Die vier Pfarrpatrone der ehemaligen Kempener Tochterkirchen: St. Vitus, dessen ursprünglich jugendlich gestaltete Figur gegen eine nicht eindeutig identifizierbare Figur eines älteren Mannes ersetzt wurde. 

 Weiterhin St. Godehard (Bischofsgewand und Schriftband, Vorst), St. Nikolaus (mit Mitra, Bischofsstab, Schriftband; Schmalbroich) und St. Cyriakus (mit Diakon-Gewand, Buch und kleines Teufelchen, Hüls), zieren und „schützen“ die Tabernakel-Kammer, in der der Leib Christi in Form der Hostien aufbewahrt wird. Ihre jeweilige Blickrichtung ist vom Ort der Tochterkirche bestimmt. Auf diese Weise sind sie Zeichen der über Jahre gewachsenen Verbindung zwischen den Tochterkirchen, die später zu eigenständigen Pfarren wurden.  

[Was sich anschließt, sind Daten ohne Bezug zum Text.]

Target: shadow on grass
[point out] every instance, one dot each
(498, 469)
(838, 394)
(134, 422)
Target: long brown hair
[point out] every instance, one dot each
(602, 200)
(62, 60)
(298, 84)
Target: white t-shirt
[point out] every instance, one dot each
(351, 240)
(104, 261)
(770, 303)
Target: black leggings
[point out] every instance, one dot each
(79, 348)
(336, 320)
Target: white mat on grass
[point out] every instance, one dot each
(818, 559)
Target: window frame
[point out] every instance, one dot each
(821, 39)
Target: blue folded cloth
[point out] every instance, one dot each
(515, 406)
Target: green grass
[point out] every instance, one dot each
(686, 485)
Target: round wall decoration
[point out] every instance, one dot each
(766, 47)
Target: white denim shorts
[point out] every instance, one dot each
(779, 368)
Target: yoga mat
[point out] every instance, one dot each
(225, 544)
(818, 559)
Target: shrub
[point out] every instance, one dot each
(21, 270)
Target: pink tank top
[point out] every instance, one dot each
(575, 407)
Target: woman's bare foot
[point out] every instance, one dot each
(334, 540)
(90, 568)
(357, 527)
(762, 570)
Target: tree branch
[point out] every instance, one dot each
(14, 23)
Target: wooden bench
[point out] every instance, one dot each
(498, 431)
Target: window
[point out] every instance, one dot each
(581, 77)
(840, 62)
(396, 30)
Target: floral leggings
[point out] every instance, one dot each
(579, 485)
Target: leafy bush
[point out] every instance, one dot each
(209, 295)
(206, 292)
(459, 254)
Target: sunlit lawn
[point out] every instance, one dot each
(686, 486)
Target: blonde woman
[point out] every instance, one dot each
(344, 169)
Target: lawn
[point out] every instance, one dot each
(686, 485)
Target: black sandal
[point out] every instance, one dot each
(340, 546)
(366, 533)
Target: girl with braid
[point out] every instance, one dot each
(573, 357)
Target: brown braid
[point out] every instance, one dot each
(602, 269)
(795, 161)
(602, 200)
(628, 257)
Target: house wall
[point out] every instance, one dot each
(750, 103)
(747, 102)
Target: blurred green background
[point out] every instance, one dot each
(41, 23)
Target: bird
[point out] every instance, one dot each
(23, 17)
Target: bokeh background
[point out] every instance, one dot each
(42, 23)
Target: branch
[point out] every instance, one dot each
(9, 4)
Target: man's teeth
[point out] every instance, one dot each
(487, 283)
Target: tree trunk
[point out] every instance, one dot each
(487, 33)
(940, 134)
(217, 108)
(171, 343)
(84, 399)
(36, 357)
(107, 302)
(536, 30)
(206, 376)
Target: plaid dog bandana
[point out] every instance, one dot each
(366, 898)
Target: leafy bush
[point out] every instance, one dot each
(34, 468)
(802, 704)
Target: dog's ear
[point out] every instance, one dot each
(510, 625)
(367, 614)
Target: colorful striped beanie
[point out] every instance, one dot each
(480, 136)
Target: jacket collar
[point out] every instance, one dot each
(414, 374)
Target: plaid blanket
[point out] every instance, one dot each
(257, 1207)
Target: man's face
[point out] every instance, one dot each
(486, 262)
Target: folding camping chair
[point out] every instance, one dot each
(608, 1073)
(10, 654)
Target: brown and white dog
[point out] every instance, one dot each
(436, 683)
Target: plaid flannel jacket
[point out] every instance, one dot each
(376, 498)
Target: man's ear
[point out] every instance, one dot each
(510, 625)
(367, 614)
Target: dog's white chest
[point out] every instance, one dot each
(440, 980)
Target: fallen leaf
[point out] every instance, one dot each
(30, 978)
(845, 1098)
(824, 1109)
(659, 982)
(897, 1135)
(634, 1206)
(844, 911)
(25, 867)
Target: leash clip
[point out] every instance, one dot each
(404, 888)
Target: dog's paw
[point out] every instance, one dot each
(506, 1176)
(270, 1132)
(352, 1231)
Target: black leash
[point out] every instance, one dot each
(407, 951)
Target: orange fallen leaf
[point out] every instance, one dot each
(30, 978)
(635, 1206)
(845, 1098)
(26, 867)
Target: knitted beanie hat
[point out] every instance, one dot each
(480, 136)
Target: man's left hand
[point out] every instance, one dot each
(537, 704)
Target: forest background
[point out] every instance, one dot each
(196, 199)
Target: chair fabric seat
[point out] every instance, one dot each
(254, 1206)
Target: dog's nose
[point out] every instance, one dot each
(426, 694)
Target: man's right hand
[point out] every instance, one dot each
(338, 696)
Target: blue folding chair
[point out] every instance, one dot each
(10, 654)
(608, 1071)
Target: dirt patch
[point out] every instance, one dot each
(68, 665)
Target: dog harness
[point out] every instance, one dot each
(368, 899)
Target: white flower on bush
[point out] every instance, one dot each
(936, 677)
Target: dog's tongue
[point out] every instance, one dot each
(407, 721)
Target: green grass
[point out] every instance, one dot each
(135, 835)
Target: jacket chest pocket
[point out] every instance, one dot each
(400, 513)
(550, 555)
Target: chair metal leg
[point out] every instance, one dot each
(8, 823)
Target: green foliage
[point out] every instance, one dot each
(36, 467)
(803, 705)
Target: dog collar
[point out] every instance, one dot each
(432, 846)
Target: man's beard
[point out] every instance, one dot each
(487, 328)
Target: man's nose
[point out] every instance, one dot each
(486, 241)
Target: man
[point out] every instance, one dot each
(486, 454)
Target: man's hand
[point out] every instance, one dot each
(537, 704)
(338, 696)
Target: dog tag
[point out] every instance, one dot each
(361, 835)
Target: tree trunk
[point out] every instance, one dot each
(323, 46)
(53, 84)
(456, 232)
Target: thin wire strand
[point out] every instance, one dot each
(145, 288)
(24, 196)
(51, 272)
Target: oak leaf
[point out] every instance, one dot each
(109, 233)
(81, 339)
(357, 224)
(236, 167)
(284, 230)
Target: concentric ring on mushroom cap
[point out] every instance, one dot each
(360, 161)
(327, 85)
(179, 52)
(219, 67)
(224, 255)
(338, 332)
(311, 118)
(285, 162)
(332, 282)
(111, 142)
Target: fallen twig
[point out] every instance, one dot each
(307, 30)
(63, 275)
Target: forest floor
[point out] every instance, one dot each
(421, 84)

Seit 2010 sind die Pfarren St. Godehard in Vorst, die Kapelle von Schmalbroich St. Nikolaus, die Pfarre Tönisvorst St. Cornelius und die Pfarre St. Hubertus zu einer „Gemeinschaft von Gemeinden Kempen-Tönisvorst“ zusammengeschlossen. St. Vitus in Oedt gehörte schon früh zum Pfarrverbund der Gemeinde in Grefrath, heute der Pfarrgemeinschaft St. Benedikt zugeordnet. 

 

Wolfgang Acht

Die vier Marschälle am Sockel des Sakramentshauses

Diese Figuren sind am Sockel des Sakramentshauses zu finden, das als eine Art „Turmmonstranz“ gestaltet ist. Der Kölner Dombaumeister Conrad von der Hallen hat dieses Werk aus Sandstein in seiner Domwerkstatt erstellt. Es wurde 1461 – 1462 für damals 300 Goldmark für diese Kirche gefertigt. Vier Kempener Bürger reisten nach Köln, um den Werkvertrag zu sichern. Das Sakramentshaus ist 7,20 m hoch und steht auf einem fünfseitigen Sockel. Es gliedert sich in einen Fußteil (Schaft) mit fünfeckigen Pfeilern und tiefen Nischen. In der Mitte befindet sich die Tabernakel-Kammer, darüber eine Giebelkrönung mit einem zweistöckigen Strebewerk an der Spitze. Die eingefügten Figuren dürften von unterschiedlichen Bildhauern geschaffen worden sein. 

Die sogenannten „Kölner Marschälle“ am Sockel sind, bis auf Quirinus, Pfarrpatrone der umliegenden Pfarren. Es sind, von links nach rechts: Papst Cornelius (mit Tiara und Schriftband; Pfarrpatron von St. Tönisvorst), Bischof Hubertus (mit Hirsch zu seinen Füßen; Pfarrpatron von St. Hubert), Antonius (mit Pilgerstab; Pfarrpatron von Tönisberg)  und Quirinus von Neuss (mit Lanze und Schild mit 9 Punkten; Patron von Neuss).

Die vier "heiligen Marschälle" wurden bis zum Ende des 17. Jahrhunderts besonders in der Gegend von Köln verehrt. Urkundlich wurde ihre Verehrung 1478 erstmals bezeugt, soll aber damals schon lange üblich gewesen sein. Diese Heiligen wurden in persönlichen Noteno angerufen und galten als Ergänzung der songeannten "Vierzehn Nothelfer". Galten sie doch als einflussreiche Hofmarschälle im Himmelreich, die besonders nahe an Gottes Thron stehen.